Княжна Марья не была в Москве и вне опасности, как думал князь Андрей.
После возвращения Алпатыча из Смоленска старый князь как бы вдруг опомнился от сна. Он велел собрать из деревень ополченцев, вооружить их и написал главнокомандующему письмо, в котором извещал его о принятом им намерении оставаться в Лысых Горах до последней крайности, защищаться, предоставляя на его усмотрение принять или не принять меры для защиты Лысых Гор, в которых будет взят в плен или убит один из старейших русских генералов, и объявил домашним, что он остается в Лысых Горах.

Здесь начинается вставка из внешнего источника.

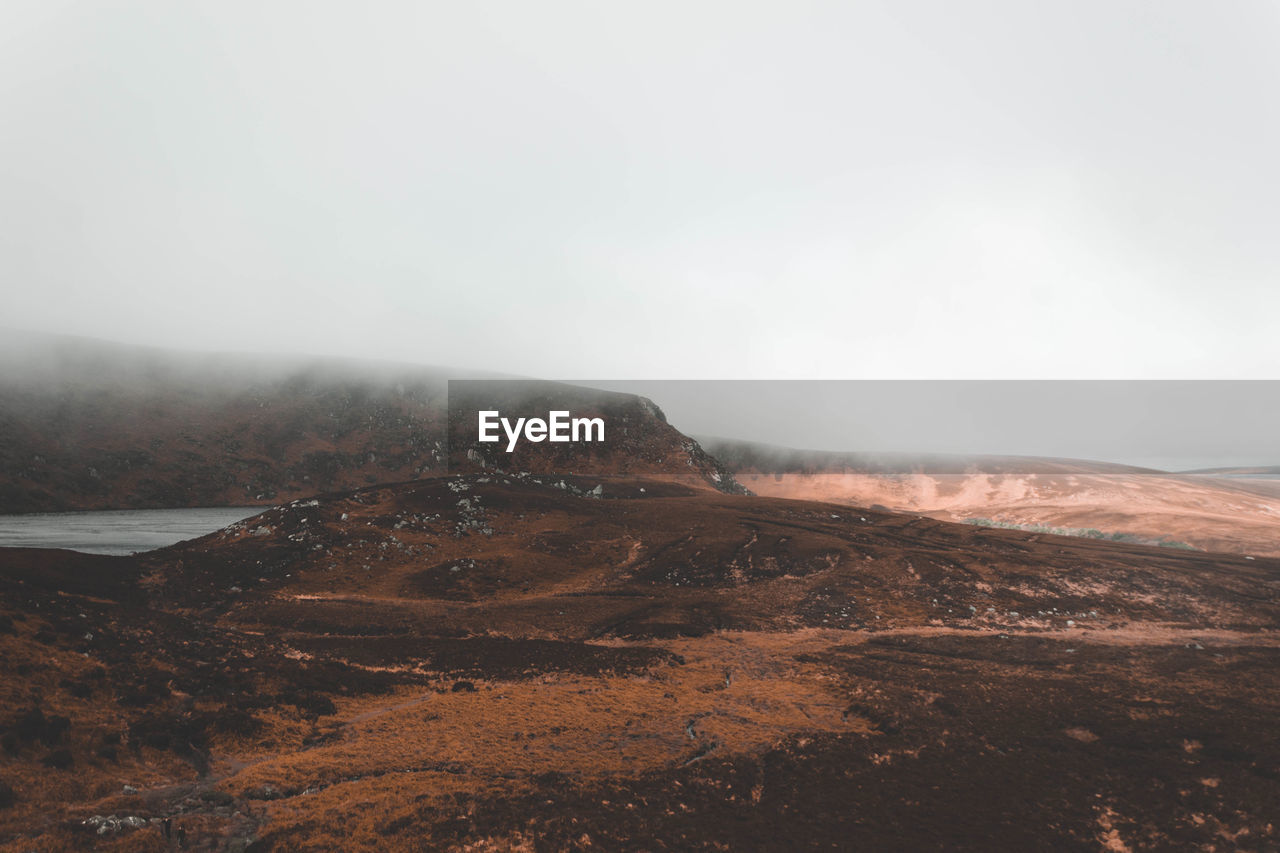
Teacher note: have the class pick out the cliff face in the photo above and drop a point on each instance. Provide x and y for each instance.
(92, 425)
(636, 438)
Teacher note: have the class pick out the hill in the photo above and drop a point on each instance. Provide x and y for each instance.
(88, 425)
(1210, 512)
(501, 662)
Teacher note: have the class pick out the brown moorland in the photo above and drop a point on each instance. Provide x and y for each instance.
(533, 662)
(1217, 510)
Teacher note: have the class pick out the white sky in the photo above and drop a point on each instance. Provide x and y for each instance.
(714, 190)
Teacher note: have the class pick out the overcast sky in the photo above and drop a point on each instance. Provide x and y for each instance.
(784, 190)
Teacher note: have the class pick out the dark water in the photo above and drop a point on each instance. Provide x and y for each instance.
(117, 532)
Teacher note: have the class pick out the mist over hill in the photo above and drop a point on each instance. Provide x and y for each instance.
(88, 424)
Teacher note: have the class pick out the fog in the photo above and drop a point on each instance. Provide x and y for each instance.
(1168, 425)
(726, 190)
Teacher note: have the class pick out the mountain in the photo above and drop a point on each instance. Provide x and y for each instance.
(1212, 512)
(504, 661)
(87, 424)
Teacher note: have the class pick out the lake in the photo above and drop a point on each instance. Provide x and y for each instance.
(117, 532)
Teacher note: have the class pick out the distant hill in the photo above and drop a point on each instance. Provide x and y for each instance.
(90, 424)
(1212, 511)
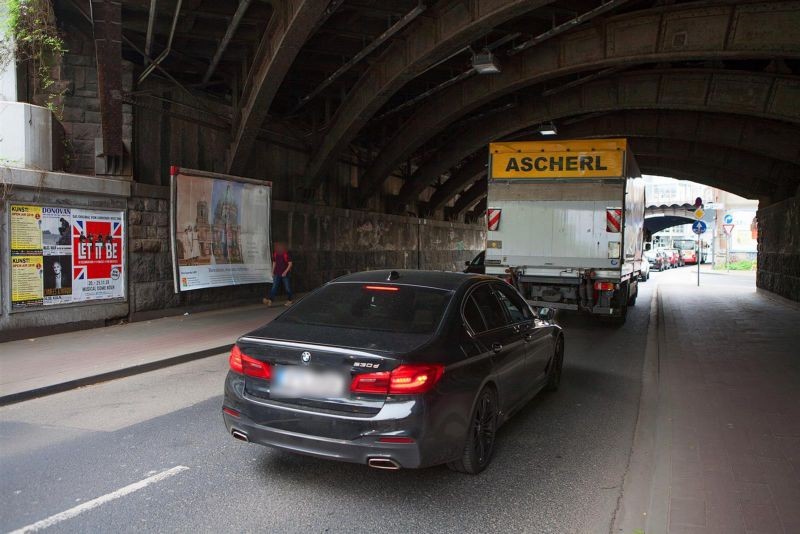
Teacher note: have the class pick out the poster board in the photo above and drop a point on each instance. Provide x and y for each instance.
(220, 230)
(63, 255)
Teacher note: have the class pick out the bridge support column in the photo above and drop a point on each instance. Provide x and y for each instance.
(779, 247)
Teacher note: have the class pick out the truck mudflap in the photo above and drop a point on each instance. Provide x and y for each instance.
(603, 310)
(554, 305)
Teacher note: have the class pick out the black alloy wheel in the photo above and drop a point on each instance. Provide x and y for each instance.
(479, 446)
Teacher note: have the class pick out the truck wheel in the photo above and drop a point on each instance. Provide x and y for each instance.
(632, 296)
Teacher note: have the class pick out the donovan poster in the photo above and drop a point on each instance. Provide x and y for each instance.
(65, 255)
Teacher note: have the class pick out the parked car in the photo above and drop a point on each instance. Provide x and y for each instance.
(689, 256)
(656, 259)
(667, 257)
(644, 271)
(476, 265)
(393, 369)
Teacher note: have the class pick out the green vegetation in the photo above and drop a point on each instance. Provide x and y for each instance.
(744, 265)
(34, 40)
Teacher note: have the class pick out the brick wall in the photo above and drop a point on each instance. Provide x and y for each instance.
(779, 248)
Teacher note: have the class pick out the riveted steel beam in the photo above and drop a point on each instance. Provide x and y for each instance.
(447, 27)
(469, 198)
(106, 17)
(459, 180)
(726, 92)
(289, 27)
(776, 140)
(679, 33)
(723, 177)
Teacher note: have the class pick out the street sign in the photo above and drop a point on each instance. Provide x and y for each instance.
(699, 227)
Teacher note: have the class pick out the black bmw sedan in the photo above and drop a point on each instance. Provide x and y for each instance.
(393, 369)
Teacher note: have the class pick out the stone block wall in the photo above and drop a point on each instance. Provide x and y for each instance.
(80, 113)
(325, 243)
(779, 248)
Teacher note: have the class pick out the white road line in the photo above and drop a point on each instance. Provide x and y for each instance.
(94, 503)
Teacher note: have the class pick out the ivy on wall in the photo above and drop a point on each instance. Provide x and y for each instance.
(35, 42)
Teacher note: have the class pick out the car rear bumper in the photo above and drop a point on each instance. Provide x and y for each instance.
(356, 451)
(342, 436)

Но, оставаясь сам в Лысых Горах, князь распорядился об отправке княжны и Десаля с маленьким князем в Богучарово и оттуда в Москву. Княжна Марья, испуганная лихорадочной, бессонной деятельностью отца, заменившей его прежнюю опущенность, не могла решиться оставить его одного и в первый раз в жизни позволила себе не повиноваться ему. Она отказалась ехать, и на нее обрушилась страшная гроза гнева князя. Он напомнил ей все, в чем он был несправедлив против нее. Стараясь обвинить ее, он сказал ей, что она измучила его, что она поссорила его с сыном, имела против него гадкие подозрения, что она задачей своей жизни поставила отравлять его жизнь, и выгнал ее из своего кабинета, сказав ей, что, ежели она не уедет, ему все равно. Он сказал, что знать не хочет о ее существовании, но вперед предупреждает ее, чтобы она не смела попадаться ему на глаза. То, что он, вопреки опасений княжны Марьи, не велел насильно увезти ее, а только не приказал ей показываться на глаза, обрадовало княжну Марью. Она знала, что это доказывало то, что в самой тайне души своей он был рад, что она оставалась дома и не уехала.